Indexes On Multiple Columns
You can also create a single index from multiple columns in a table. Extending the example from above, maybe your application allows authors to view their own articles, and the default view is to show them in reverse chronological order. On your
articles table, it would make sense to create an index using both the
published_at columns. Here’s a diagram of how you might think about that index:
| author_id | published_at |
| | 2017-08-17 |
| 1 | 2017-08-20 |
| | 2017-08-22 |
| | 2017-08-14 |
| | 2017-08-20 |
| 2 | 2017-08-21 |
| | 2017-08-22 |
| | 2017-08-23 |
| 3 | 2017-08-01 |
Now when querying the database for all the articles by an author and ordered by their
published_at dates, the database can use this index to quickly retrieve the data.
When creating an index from multiple columns, it is important that you specify the correct order of the columns. The above index was created by first specifying the
author_id column and then the
published_at column. Had it been reversed, the index would not be nearly as useful for the page we want:
| published_at | author_id |
| 2017-08-01 | 3 |
| 2017-08-07 | 3 |
| 2017-08-14 | 2 |
| | 3 |
| 2017-08-17 | 1 |
| 2017-08-20 | 1 |
| | 2 |
| 2017-08-21 | 2 |
| 2017-08-22 | 1 |
| | 2 |
| 2017-08-23 | 2 |
When creating an index, you want the database to be able to eliminate as many items as possible for at each step of its search. In the first example, after finding the appropriate
author_id, all other rows for other authors are eliminated, and the database then just has to search through a handful of remaining rows. The second index is not even usable for our purposes of showing a single author’s articles in reverse chronology because there is no way to effectively search through the indexed data. So keep in mind the column order that will create the index that will be most beneficial to your database queries.
How Do Indexes Decrease Write Performance?
The cost of improving database read times using indexes is that write times suffer.

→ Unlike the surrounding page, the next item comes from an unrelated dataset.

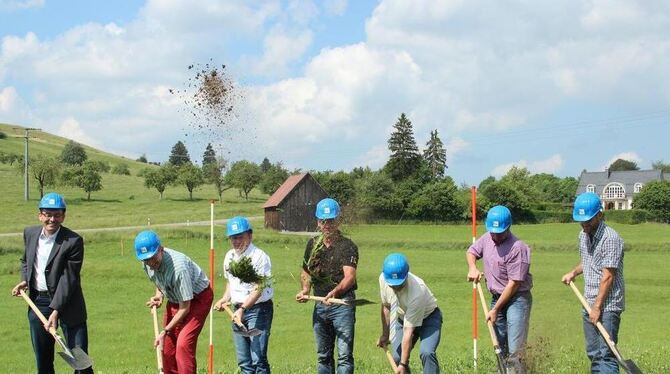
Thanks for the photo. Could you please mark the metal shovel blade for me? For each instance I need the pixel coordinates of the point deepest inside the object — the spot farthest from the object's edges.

Adding a new row to a table without indexes is simple. The database finds the next available space in the table to add the new entry and adds it, that’s it. However, when adding a new row to a table with one or more indexes, the database adds the new entry to the table, and then it has to add a new entry into each index on that table, making sure to insert the entry into the correct spot in the index to ensure that the data is properly sorted. And this performance degradation applies to creates, updates, and deletes for the table. For this reason, adding unnecessary indexes on tables should be avoided, and indexes that are no longer used should be removed.
Adding indexes is about improving performance of search queries. Maybe the goal of your database is to provide a data store that is often written to and rarely read from. If that is the case, decreasing the performance of the more common operation, writing, is probably not worth the increase in performance you get from reading.